Firstly, elections are not an exact and perfect science. In the nature of things, all manner of errors in the electoral process will occur, some deliberately but some out of honest human failure and capacity challenges. The standards set by the Kenyan and Malawi courts will increasingly test the validity of presidential poll due to its magnitude and the capacity of poll officials.
At the back of our minds, we must remember that elections are not just destabilising and expensive but that repeat polls can cause irredeemable damage on an economy. They must therefore be reserved for the most extreme of cases. Back to the lessons to learn.
Kenya’s resolution of presidential election disputes has one major positive when compared to Malawi. The petition is disposed off quickly by the highest court before the president is sworn-in. The advantage of this scenario is that the anxiety and instability that comes from not knowing who will be the ultimate head of the country is reduced. Malawi had its elections in May 2019.
President Mutharika has been in office for the last eight months and will continue to be until the appeal is concluded. By the time the matter settles, the nation will have been in uncertain waters for up to two years. That cannot be healthy. Having said that, a reading of the Malawi judgement evidences a better management of the case due to the liberal timelines allowed by their law. The parties called witnesses who were subjected to vigorous examination. There was extensive review of the documentary evidence. This is unlike Kenya where the timelines are so short that the parties hardly have time to file the entire case and neither are they permitted to call witnesses. Kenya needs to rethink its timelines to allow a full review of the petition without compromising certainty. Justice must not only be done but must be seen to be done.

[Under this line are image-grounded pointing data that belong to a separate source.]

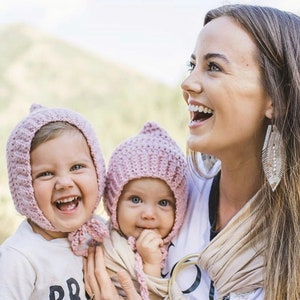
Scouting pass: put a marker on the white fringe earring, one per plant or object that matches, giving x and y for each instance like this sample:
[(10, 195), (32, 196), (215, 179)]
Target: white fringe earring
[(273, 156)]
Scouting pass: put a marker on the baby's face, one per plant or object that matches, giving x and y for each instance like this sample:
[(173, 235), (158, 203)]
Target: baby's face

Ultimately, however, the decisions by the two courts have affirmed one thing; election managers have a higher duty in managing an election. The Kenya and Malawi courts pointed to a greater focus on what Malawi called an “undue election”; the qualitative component of an election; throwing away the old assumption that as long as the numbers were not overtly affected by the irregularities, an election was valid. The quality of the election matters. The difference in the Kenyan decision is that the findings on the qualitative aspects of the election had a weak foundation. The court relied more on conjecture than evidence.

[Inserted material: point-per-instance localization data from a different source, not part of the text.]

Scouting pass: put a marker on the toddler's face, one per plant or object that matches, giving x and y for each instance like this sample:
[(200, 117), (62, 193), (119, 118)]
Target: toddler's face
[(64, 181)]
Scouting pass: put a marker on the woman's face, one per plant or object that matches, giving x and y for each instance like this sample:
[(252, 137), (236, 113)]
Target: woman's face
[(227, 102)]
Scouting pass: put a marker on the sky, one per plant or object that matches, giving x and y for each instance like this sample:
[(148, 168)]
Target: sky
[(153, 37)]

In Malawi, the evidence was overwhelming. It was clear that the “tippexing” of the result forms left many aspects of the results tainted and that there were many unexplained results which did not emanate from the statutory forms. Overall these judgments place a heavy burden not just on election managers but on all participants in an election, winners particularly the potential winners, to ensure that a win is not compromised by irregularities. This can only be good for the acceptability of election results. Whether we have the will and the capacity to achieve this standard, only time will tell. Until then, I can see many election re-runs in this part of the world.